At the start of this trip I promised to listen for the voice of fear. And here it is, in Egypt, where I'd hoped to see the pyramids, the Sphinx. A cruise on the Nile seemed so promising. But it would now be foolish to go there -- an American in a wheelchair. I might as well wear a neon sign flashing, "VICTIM."

The next morning, I'm sipping "flat white" (Australian, for coffee with milk), and eating apple strudel in a French patisserie. The stars were bright last night, and their promise of a fine day is kept. A cloudless high of 80. A whisper of breeze blowing in from the Pacific. A nice day to let the mind drift, the body relax.

I'm still in the holding pattern caused by my Honolulu headcold and my failure to find a ship to Australia; waiting out four weeks until my Barrier Reef dives, and the adventures to follow. But if you have to wait, being in a seaside town at the start of summer is the place to do it.

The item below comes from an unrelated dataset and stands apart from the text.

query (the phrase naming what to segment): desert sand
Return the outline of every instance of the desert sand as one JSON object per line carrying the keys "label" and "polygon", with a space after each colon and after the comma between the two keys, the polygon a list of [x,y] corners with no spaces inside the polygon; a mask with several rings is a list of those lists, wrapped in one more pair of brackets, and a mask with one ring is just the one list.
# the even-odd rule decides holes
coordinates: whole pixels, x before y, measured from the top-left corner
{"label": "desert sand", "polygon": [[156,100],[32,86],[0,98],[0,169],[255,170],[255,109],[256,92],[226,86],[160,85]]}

Lunch comes easy on the pedestrian mall between the harbor and the ocean. Passing a gauntlet of restaurants: Italian, Moroccan, Japanese, Thai, Philippine and nouveau Australian (kangaroo and crocodile highlight that menu), I settle for "Dong Dong Noodles" because it has nice furniture and looks clean. The restrooms are unfortunately up a flight of stairs, but it's no great inconvenience. There are accessible -- and remarkably clean -- public toilets nearby.

Australians make a sincere effort to accommodate the disabled. Curb cuts abound. Trains and ferries are accessible, though few busses are. And when older buildings have a step or two at the door, Aussies on the street willingly lend me a hand. It's not a "perfect" world, but it certainly is a "workable" world, and that's what counts.